In C++, arrays are collections of elements that must all share the same data type. This means that each element in an array is expected to be of the same type, like integers, characters, or floats.
It is not possible to have mixed data types within a single array in C++, unlike some other programming languages such as Python that support this flexibility.

• Integer Arrays: Stores integer values, e.g., `int myArray[5];`
• Character Arrays: Stores characters, e.g., `char myArray[5];`
• Float Arrays: Stores decimal numbers, e.g., `float myArray[5];`

This restriction to a single data type allows for more efficient memory allocation and is critical in ensuring type safety. With each element having the same type, the array's memory layout is uniform, enabling swift computation and easier maintenance. This requirement prevents type errors that may arise from mixing incompatible data types.

Array subscripts, also known as indices, are used to access specific elements within an array. In C++, subscripts must be integers since they represent offsets from the starting point of the array.
Using a non-integer type like float would not make sense and would usually result in a compilation error, as arrays need whole numbers to index their elements.

• Zero-Based Indexing: The first element of an array has an index of 0, the second has an index of 1, and so forth.
• Accessing Elements: Access an element by specifying its index, e.g., `myArray[2];`
• Bounds Checking: Be careful with indices to prevent errors like attempting to access out of the array's bounds.

Proper use of array subscripts enables precise control, optimal performance, and helps avoid common errors like segmentation faults, which occur when trying to access memory outside an array's allocation.

Initializer lists in C++ allow you to assign initial values to an array at the time of its declaration. If the list contains fewer values than the array size, the compiler will automatically fill the remaining elements with zeroes for numeric types or null characters for character types.
For example, an array declaration like `int myArray[5] = {1, 2};` would result in the array elements being `1, 2, 0, 0, 0`.

• Automatic Initialization: Incomplete initializer lists result in the missing elements taking a default value.
• Correct Length: Ensure the initializer list has the exact number of elements needed, or know that the rest will be zero-initialized.
• Error in Over Initializing: Providing more initializers than the array’s capacity will cause a compile-time error.

Using initializer lists smartly can help prevent unexpected behaviors and ensure that arrays are maintained correctly within their intended scope.

In C++, when you pass an array to a function, you're usually passing a pointer to the first element of the array.

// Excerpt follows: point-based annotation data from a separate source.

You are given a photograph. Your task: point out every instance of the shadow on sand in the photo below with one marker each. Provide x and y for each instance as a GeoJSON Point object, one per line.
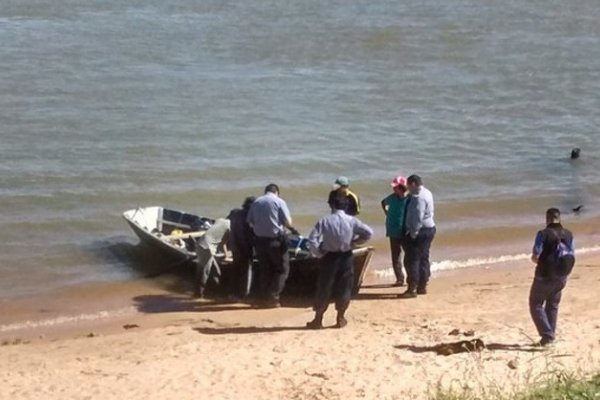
{"type": "Point", "coordinates": [490, 346]}
{"type": "Point", "coordinates": [246, 330]}
{"type": "Point", "coordinates": [153, 304]}
{"type": "Point", "coordinates": [166, 303]}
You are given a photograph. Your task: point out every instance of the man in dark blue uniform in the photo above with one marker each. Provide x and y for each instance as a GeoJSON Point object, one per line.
{"type": "Point", "coordinates": [554, 256]}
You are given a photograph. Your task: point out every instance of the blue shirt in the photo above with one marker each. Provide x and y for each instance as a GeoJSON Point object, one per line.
{"type": "Point", "coordinates": [268, 216]}
{"type": "Point", "coordinates": [419, 212]}
{"type": "Point", "coordinates": [396, 212]}
{"type": "Point", "coordinates": [567, 248]}
{"type": "Point", "coordinates": [337, 232]}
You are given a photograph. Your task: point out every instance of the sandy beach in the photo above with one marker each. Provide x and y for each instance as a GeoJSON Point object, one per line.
{"type": "Point", "coordinates": [173, 347]}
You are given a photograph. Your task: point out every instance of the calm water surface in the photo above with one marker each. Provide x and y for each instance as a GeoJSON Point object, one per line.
{"type": "Point", "coordinates": [109, 105]}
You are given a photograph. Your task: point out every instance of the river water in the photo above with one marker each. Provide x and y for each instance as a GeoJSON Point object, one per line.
{"type": "Point", "coordinates": [108, 105]}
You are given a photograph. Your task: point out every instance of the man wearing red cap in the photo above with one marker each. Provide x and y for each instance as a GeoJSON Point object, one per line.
{"type": "Point", "coordinates": [394, 207]}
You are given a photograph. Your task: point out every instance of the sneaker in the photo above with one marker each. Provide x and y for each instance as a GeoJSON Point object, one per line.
{"type": "Point", "coordinates": [271, 304]}
{"type": "Point", "coordinates": [546, 342]}
{"type": "Point", "coordinates": [409, 294]}
{"type": "Point", "coordinates": [341, 322]}
{"type": "Point", "coordinates": [314, 324]}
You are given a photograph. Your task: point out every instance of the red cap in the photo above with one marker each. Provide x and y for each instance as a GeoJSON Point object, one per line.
{"type": "Point", "coordinates": [398, 181]}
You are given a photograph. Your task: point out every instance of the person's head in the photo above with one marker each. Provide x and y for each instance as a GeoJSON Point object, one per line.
{"type": "Point", "coordinates": [272, 188]}
{"type": "Point", "coordinates": [339, 203]}
{"type": "Point", "coordinates": [553, 216]}
{"type": "Point", "coordinates": [248, 202]}
{"type": "Point", "coordinates": [414, 182]}
{"type": "Point", "coordinates": [398, 184]}
{"type": "Point", "coordinates": [341, 184]}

This means the function receives a reference to the original array, allowing it to modify the elements directly.
However, if you pass individual elements by value, only a copy is sent, and modifications do not affect the original array.

• Pass-by-Pointer: Passing the entire array allows the function to iterate over and modify its elements.
• Element-wise Pass-by-Value: Elements passed individually will not alter the original array unless explicitly returned or altered by reference.
• Function Prototypes: Use the correct function declarations, e.g., `void functionName(int arr[], int size);`, keeping in mind the size of the array must be managed correctly.

Understanding how arrays are passed to functions can optimize performance and prevent unintended side-effects by ensuring that only desired modifications are made.